I feed Euk large breed adult. Just checked the bag (bought about 3 weeks ago and with the new packaging). The ingredient list on the bag matches the ingredient list on the website. At least for the first 3-4 lines.....didn't ck any further
*
**Ingredients*
Chicken, Corn Meal, Ground Whole Grain Sorghum, Ground Whole Grain Barley, Chicken By-Product Meal (Natural source of Chondroitin Sulfate and Glucosamine), Chicken Flavor, Dried Beet Pulp, Dried Egg Product, Chicken Fat (preserved with mixed Tocopherols, a source of Vitamin E),


----------



## walexk (Nov 13, 2009)

nellie'smom said:


> Is the bag pink or black?

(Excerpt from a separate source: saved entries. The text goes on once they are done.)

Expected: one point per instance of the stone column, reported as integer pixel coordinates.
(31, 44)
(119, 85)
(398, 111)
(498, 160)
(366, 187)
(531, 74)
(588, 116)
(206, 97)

The pink bags are their weight control formulas. Meat is usually not a first ingredient in those formulas.


I got an e-mail from Eukanuba. I stand corrected. I know I was looking at a stack that was Large Breed at the bottom but the store must have stacked the Weight Management on top of it because that is what I was looking at. My mistake. I thought I was going crazy. My apologies to everyone.


----------



## Swampcollie (Sep 6, 2007)

walexk said:


> Large Breed Adult. It is in a new pink bag.


Euk makes dozens of different formulas. The pink bag is the weight control formula which has had corn meal as its' first ingredient for a long time. 

You've hit upon the main problem with redesigning packaging, it confuses the consumer.


----------



## nellie'smom (Dec 27, 2007)

walexk said:


> I got an e-mail from Eukanuba. I stand corrected. I know I was looking at a stack that was Large Breed at the bottom but the store must have stacked the Weight Management on top of it because that is what I was looking at. My mistake. I thought I was going crazy. My apologies to everyone.


No need to apologize! 
It is confusing how they keep changing the bags, you get used to a certain color and then they change it. To me the most confusing were these last bags (the brown/tan ones).


----------